Un commandant pour restaurer la confiance
MAGAZINE DECEMBRE 2017
Le délégué à la cohésion police-population (DCPP), créé en 2008 par le plan Espoir banlieues de Fadela Amara, est l’un des rares vestiges de ce dispositif de prévention. Avec peu de moyens, il porte une tâche immense : reconstruire du lien. Rencontre avec Serge Aranguren, le “Monsieur Population” du commissariat de Trappes.

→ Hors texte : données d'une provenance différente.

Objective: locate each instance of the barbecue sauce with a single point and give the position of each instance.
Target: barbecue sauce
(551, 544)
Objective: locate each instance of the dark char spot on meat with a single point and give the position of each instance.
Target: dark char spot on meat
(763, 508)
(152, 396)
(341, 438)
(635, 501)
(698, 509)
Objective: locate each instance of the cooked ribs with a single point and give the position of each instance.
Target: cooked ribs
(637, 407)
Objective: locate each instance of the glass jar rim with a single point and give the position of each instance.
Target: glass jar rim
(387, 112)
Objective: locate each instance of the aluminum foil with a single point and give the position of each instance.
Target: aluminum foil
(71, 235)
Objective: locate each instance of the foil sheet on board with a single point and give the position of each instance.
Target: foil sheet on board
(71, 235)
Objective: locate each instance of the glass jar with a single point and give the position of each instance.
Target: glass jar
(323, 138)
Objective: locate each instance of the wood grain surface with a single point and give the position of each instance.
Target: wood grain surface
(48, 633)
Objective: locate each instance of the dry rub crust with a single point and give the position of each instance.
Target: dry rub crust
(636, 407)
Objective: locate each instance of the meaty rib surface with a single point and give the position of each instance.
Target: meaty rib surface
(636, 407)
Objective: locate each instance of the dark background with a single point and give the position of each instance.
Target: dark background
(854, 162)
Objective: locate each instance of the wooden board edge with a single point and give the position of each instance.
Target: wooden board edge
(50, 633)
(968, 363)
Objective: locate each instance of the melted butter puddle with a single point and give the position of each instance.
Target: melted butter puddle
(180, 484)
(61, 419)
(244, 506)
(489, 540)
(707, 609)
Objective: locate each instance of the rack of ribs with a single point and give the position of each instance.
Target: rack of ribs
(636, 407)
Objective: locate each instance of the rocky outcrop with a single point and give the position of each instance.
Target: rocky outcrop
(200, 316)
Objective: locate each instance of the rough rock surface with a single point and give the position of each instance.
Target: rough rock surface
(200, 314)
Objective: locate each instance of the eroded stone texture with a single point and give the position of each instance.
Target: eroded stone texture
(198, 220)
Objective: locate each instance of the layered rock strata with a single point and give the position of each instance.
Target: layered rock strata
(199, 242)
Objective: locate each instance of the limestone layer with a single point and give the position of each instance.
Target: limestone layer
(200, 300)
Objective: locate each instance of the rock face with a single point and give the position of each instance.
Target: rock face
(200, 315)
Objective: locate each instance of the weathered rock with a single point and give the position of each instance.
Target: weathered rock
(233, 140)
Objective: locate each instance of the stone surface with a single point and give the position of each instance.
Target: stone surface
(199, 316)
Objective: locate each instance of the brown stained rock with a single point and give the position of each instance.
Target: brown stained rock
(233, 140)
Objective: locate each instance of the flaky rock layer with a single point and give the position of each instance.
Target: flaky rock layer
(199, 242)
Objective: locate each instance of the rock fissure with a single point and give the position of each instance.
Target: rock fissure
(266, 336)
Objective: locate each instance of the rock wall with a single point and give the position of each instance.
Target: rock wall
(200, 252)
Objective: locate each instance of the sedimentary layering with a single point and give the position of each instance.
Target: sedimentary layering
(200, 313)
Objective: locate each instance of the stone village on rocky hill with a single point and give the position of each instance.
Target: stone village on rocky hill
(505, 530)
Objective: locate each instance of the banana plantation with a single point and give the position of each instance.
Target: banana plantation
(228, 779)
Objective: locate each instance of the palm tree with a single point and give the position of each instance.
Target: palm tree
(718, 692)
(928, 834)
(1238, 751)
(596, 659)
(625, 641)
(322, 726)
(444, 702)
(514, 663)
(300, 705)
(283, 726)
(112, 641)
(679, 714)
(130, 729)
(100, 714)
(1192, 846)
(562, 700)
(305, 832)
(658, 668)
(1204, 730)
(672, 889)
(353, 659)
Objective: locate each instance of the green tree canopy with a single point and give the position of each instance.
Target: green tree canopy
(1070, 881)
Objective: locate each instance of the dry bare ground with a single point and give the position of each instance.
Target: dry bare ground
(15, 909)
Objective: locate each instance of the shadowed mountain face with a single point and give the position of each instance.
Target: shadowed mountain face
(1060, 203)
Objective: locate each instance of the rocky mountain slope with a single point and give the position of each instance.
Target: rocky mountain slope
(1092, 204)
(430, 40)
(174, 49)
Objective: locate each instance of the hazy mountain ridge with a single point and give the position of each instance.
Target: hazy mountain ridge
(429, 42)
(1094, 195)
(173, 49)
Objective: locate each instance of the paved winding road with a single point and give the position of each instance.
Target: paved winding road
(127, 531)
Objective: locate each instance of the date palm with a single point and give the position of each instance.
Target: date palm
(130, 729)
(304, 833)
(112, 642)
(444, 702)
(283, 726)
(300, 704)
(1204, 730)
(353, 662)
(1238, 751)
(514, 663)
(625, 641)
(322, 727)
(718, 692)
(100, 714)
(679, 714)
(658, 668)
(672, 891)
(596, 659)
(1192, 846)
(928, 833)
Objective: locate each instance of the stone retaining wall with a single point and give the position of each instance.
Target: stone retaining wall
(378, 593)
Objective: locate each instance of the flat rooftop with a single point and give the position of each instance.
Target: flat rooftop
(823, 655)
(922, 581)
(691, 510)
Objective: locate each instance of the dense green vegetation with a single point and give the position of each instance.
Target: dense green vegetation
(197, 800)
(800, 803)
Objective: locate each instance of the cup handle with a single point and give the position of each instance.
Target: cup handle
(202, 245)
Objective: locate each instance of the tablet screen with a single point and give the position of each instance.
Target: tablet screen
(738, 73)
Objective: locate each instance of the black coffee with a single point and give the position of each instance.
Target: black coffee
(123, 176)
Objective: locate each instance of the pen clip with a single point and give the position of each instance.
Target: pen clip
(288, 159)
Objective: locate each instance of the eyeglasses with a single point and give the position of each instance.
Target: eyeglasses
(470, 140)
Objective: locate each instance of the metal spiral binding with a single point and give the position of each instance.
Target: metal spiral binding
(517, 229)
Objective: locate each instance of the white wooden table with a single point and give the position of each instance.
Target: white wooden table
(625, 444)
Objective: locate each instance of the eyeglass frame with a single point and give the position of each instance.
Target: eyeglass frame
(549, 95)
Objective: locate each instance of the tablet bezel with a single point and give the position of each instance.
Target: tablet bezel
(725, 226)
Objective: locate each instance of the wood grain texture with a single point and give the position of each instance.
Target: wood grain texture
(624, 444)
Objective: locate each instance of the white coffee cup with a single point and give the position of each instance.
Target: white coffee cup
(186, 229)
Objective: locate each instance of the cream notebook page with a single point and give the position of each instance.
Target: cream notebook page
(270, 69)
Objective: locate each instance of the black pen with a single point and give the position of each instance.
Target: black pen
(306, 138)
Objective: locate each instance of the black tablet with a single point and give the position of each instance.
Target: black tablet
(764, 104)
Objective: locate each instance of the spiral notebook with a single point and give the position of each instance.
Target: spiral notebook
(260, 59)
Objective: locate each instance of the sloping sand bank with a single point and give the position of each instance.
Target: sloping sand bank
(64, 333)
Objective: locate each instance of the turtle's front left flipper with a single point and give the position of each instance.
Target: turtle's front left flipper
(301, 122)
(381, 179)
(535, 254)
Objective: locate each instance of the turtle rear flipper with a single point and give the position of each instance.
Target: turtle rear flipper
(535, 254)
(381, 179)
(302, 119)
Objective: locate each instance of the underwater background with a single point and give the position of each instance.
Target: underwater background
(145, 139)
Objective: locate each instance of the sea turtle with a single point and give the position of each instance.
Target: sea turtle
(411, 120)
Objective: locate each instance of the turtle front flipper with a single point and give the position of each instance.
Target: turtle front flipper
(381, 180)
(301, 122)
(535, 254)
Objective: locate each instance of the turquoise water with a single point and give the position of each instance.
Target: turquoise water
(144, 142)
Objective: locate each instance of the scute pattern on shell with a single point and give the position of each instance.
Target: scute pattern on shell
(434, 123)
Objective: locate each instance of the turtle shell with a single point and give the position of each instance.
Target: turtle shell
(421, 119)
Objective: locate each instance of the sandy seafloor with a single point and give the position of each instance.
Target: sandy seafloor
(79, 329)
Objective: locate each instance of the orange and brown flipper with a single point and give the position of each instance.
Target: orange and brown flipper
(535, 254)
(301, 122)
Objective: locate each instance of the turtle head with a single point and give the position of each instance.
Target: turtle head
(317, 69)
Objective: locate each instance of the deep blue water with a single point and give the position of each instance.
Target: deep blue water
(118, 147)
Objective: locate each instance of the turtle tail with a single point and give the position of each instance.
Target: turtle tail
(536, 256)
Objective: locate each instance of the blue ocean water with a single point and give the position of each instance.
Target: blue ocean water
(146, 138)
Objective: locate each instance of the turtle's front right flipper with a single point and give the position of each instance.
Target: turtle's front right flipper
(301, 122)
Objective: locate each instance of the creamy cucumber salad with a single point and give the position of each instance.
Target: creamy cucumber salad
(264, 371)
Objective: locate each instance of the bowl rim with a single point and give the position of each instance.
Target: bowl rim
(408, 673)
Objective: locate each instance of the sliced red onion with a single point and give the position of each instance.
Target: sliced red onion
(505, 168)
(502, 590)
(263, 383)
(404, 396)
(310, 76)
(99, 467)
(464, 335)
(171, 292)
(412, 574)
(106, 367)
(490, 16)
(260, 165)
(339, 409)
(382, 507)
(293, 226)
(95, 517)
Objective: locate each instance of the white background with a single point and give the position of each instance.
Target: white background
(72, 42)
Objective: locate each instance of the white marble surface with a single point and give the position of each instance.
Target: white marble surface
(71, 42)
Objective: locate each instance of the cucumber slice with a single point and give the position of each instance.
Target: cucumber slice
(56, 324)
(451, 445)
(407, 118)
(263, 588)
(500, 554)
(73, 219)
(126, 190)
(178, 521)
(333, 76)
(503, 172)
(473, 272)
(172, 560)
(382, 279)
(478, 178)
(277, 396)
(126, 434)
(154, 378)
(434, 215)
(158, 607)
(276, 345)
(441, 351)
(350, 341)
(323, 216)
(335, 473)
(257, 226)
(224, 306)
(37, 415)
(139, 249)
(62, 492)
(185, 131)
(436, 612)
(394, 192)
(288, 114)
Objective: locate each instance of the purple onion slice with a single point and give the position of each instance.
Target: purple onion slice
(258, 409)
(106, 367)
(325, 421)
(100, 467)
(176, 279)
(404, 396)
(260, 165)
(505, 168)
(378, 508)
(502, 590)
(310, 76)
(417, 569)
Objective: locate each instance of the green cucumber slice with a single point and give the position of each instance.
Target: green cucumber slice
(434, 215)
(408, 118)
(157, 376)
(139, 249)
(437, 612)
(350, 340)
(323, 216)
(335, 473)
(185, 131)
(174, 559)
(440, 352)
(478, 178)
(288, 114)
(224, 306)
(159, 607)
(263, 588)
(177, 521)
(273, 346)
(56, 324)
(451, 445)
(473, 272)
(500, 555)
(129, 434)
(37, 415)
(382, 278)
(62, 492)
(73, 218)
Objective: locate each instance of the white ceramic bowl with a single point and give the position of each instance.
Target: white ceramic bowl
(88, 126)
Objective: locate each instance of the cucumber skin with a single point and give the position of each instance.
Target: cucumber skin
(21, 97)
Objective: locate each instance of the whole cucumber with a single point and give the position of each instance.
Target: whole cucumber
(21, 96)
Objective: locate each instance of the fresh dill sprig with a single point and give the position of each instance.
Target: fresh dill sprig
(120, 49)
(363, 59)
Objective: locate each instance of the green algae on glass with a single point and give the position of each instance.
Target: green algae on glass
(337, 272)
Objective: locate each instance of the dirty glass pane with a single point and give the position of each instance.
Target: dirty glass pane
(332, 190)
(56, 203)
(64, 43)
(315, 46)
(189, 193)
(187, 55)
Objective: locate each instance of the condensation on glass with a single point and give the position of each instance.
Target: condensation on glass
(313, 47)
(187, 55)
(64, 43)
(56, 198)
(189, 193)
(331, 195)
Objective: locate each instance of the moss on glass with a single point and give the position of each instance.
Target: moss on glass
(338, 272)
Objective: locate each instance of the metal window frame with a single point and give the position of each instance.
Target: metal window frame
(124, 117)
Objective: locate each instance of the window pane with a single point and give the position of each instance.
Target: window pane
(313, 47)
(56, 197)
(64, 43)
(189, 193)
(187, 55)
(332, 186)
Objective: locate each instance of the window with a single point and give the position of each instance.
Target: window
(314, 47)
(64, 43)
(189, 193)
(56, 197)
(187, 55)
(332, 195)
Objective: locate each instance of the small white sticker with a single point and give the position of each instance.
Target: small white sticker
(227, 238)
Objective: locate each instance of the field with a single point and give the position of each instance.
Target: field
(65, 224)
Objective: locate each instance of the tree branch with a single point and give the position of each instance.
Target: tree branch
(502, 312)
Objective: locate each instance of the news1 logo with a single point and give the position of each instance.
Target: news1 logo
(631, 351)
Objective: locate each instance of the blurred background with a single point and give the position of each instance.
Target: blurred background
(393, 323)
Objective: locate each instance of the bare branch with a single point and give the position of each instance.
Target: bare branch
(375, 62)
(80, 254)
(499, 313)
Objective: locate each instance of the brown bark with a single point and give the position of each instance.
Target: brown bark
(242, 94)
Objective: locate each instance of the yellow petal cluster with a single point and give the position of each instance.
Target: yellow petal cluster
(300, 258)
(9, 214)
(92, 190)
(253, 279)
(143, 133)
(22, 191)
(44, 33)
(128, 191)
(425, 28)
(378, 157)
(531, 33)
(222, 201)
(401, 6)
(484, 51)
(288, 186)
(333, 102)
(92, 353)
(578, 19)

C’est au cœur du quartier des Merisiers à Trappes (Yvelines), que le commandant Serge Aranguren nous reçoit, dans les locaux du commissariat. Ici, pas de policiers en tenue : les bureaux n’accueillent que la police judiciaire – la brigade anticriminalité (BAC) et la sécurité publique sont installées dans une autre commune.
Agé de 65 ans, l’homme a quitté ses fonctions “actives” il y a près de dix ans pour endosser le costume de délégué à la cohésion police-population (DCPP). “Mon objectif est d’arrêter le processus qui mène à la délinquance, d’éviter la case prison”, explique celui qui a passé la plus grande partie de sa carrière à la brigade criminelle de Versailles. “Derrière chaque dossier pénal, il y a un individu, une famille, un contexte… Je cherche à comprendre la mécanique pour enrayer le processus du passage à l’acte.”
Se détacher de l’image répressive
A chaque intervention, les brigades de police font un rapport de service dans lequel Serge Aranguren et son équipe puisent des informations. Ils vont aussi piocher dans les mains courantes déposées au gré des incidents de la vie. “Ici, les gens ne portent pas plainte, ils ont même des réticences à venir au commissariat par peur d’être vus. Nous sommes obligés de mettre en place des techniques proactives, des rencontres en dehors des locaux, si nous voulons être efficaces. On prend en charge tous les dossiers qui ne sont pas judiciarisés, mais qui entrent dans le domaine pénal.” Un travail de fourmi, au cas par cas.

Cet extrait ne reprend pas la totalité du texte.